The 15 Bibles found by Minister Marsha Granberry were printed in several languages including Eskimo, Slavic, Cherokee, Russian, Chinese and Yiddish.
Most of the Bibles were printed in the 1920s and 1930s, except the Cherokee version, which apparently was printed in 1860.
Granberry says the Bibles are in pristine condition, with no watermarks, tears or underlining.
The Wichita Eagle reported the monetary value of the Bibles hasn’t been determined but the small congregation is considering putting them up for auction to pay for a badly-needed church bathroom.
Monument with cross draws lawsuit
LAKE ELSINORE, Calif. – A humanist group is suing a California city for funding a monument depicting a soldier kneeling at a cross.
The Riverside Press-Enterprise reports that the American Humanist Association served Lake Elsinore with the suit that claims the Riverside County community violated the separation of church and state by agreeing to pay $50,000 to create a monument with a soldier kneeling before a cross-topped grave. The veterans’ monument would be placed in front of the city’s Diamond Stadium.

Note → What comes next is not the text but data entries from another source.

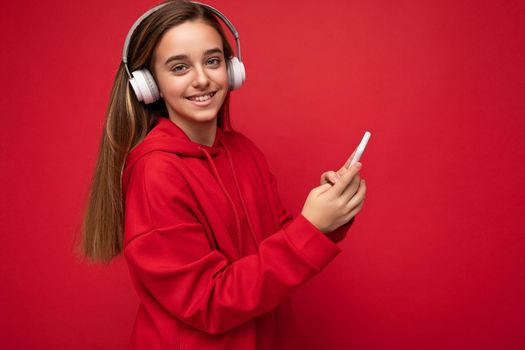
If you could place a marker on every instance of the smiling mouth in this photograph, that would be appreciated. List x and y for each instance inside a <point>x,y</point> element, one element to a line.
<point>202,98</point>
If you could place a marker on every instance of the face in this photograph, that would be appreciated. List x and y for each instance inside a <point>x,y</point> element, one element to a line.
<point>191,73</point>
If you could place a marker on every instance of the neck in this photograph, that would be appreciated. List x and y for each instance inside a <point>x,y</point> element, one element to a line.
<point>202,133</point>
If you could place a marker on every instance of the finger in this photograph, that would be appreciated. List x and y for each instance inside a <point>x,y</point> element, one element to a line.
<point>358,198</point>
<point>355,211</point>
<point>345,180</point>
<point>329,177</point>
<point>352,188</point>
<point>320,189</point>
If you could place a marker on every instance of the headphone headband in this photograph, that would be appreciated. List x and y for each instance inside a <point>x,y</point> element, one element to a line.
<point>150,11</point>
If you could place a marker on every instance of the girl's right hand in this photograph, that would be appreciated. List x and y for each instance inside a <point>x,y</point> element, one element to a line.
<point>330,206</point>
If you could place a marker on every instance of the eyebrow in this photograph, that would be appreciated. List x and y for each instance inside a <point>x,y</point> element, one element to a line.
<point>184,57</point>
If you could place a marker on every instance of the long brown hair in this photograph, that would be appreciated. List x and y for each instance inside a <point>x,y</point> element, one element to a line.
<point>128,121</point>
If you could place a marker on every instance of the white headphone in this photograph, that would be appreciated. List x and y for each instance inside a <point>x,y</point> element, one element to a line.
<point>142,80</point>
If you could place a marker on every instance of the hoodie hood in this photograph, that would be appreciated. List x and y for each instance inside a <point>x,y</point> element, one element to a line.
<point>169,137</point>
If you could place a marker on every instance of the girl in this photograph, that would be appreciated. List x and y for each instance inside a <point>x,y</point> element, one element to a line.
<point>212,253</point>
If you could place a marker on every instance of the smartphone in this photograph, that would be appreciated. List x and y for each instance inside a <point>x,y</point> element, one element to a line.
<point>360,149</point>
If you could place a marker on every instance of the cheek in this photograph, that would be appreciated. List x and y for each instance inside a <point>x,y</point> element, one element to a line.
<point>169,86</point>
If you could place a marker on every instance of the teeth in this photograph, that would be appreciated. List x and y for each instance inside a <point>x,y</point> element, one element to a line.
<point>201,98</point>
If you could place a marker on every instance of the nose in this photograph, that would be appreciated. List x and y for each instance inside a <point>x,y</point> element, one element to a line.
<point>201,78</point>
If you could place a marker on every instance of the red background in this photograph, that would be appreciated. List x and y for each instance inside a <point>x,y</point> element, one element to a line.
<point>434,261</point>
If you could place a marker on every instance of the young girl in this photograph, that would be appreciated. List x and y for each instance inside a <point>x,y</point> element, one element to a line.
<point>212,253</point>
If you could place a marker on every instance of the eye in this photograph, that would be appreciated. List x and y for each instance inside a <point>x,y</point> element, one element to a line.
<point>214,61</point>
<point>179,68</point>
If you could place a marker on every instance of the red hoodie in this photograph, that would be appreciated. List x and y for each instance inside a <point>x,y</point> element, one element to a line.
<point>212,253</point>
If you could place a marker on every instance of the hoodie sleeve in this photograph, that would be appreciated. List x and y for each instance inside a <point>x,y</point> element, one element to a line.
<point>200,286</point>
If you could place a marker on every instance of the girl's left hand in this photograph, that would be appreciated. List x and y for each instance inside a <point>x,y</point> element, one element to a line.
<point>331,176</point>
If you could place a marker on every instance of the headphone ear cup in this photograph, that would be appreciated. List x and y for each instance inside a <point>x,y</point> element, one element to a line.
<point>144,86</point>
<point>236,73</point>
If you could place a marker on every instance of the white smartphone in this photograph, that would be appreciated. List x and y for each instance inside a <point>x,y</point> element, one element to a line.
<point>360,149</point>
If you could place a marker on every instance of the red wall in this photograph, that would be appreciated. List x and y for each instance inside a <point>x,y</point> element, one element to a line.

City Councilman Brian Tisdale says the design shows a World War II soldier mourning a comrade and isn’t meant to be religious.
However, William Burgess of the humanist group says it still comes down to a government putting a religious symbol on public property.
Communism-era losses compensated
PRAGUE – The Czech Republic’s highest court has upheld a government plan to pay billions of dollars to religious groups in compensation for property the country’s former Communist regime seized from them.
The ruling is a big victory for the country’s churches, which have been fighting since the 1989 fall of communism to get back assets such as farms, woodlands and buildings that have remained in the state’s hands.